Revolv does a good job at automating simple strings of events and actions. But life is messy and unpredictable, and the recipes for how an automated smart home should respond to the needs of its inhabitants can be very complicated.

For example, Revolv doesn't run an action when you're not in the house if it detects that there is an active Revolv app still in the house. For example, if someone is listening to the Rolling Stones Pandora channel on the Sonos unit and your arrival action calls for the Sonos to play the Beyonce channel, the current user's preferences rule.

What happens if users in the house have device-specific apps running and you're triggering actions that change how those devices operate? The answer, according to Revolv: Whichever app most recently performed an action on the object takes precedence.

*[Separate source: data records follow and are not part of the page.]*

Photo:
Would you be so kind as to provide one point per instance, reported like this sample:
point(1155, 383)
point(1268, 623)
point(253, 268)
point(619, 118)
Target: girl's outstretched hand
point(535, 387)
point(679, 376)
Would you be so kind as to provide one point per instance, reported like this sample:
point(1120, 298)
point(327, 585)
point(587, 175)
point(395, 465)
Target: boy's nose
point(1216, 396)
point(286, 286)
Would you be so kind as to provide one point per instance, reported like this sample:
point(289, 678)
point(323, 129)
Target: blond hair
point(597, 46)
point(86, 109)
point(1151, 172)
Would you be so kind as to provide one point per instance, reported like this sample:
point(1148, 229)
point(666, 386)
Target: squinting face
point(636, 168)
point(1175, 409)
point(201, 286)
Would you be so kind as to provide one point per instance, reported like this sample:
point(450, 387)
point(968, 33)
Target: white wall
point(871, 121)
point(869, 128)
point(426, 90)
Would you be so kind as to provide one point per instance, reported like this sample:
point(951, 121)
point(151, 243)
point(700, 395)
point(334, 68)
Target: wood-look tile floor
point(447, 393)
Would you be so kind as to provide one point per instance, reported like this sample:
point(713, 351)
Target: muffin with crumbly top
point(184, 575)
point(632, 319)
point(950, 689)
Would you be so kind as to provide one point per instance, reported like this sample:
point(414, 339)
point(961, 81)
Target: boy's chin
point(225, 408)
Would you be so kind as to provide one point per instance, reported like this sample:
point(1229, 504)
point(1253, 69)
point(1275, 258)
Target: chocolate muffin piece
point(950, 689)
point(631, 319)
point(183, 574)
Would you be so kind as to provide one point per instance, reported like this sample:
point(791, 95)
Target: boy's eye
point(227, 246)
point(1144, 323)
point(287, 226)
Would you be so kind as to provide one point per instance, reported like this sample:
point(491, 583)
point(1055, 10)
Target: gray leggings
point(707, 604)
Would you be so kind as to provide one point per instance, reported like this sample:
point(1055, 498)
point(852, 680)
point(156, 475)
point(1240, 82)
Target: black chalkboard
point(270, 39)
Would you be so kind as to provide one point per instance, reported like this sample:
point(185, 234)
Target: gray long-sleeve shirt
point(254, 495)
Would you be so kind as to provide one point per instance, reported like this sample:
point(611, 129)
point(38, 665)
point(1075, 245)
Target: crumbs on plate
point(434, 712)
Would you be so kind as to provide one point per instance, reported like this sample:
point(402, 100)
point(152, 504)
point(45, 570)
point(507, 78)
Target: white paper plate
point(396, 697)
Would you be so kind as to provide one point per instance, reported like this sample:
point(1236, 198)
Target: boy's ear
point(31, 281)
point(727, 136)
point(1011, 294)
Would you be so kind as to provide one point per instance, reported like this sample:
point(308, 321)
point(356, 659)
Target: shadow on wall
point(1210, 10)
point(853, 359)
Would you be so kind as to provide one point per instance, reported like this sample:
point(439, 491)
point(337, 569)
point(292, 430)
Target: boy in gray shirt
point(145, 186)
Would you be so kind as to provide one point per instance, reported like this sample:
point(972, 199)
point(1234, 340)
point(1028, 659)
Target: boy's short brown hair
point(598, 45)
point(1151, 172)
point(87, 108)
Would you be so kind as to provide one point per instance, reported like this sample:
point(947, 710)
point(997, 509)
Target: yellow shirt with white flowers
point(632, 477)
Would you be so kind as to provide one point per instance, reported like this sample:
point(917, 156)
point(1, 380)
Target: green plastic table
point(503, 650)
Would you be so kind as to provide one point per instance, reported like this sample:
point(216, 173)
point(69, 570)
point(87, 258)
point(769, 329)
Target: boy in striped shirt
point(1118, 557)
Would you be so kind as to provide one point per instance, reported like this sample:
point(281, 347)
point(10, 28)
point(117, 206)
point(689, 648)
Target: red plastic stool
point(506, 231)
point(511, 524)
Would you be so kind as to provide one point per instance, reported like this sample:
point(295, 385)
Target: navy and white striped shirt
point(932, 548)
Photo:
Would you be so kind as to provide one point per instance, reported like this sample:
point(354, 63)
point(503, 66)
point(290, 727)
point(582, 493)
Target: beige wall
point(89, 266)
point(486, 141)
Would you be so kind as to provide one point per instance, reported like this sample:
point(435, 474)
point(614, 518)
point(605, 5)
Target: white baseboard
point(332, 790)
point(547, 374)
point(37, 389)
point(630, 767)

And what if your partner is home in bed at 12:30 a.m. with her smartphone off and your arrival action calls for lights on and stereo turned up? By the end of this month, Revolv plans to add an "exception conditions" feature that lets you set rules that would let you limit that arrival action to certain hours.

But you really have to think about how to construct actions to fit everyone's lifestyle. Today's simple scripts will eventually have to give way to adaptive systems and predictive algorithms that learn and take actions based on how you interact with all of the devices in your home over time. (That's a challenge that startup Neura is working to solve.

But right now, says Soucie, companies like Revolv are dealing with more fundamental challenges, like ensuring basic connectivity to all devices and accommodating a wide range of products, each with its own individual feature sets and APIs, to let the user perform a few basic actions.

Ultimately, Soucie says, Revolv's goal is to create a "conscious home" that adapts seamlessly to your lifestyle. But today the focus is on not taking too much for granted. "The worst thing you can do," he says, "is get in the way."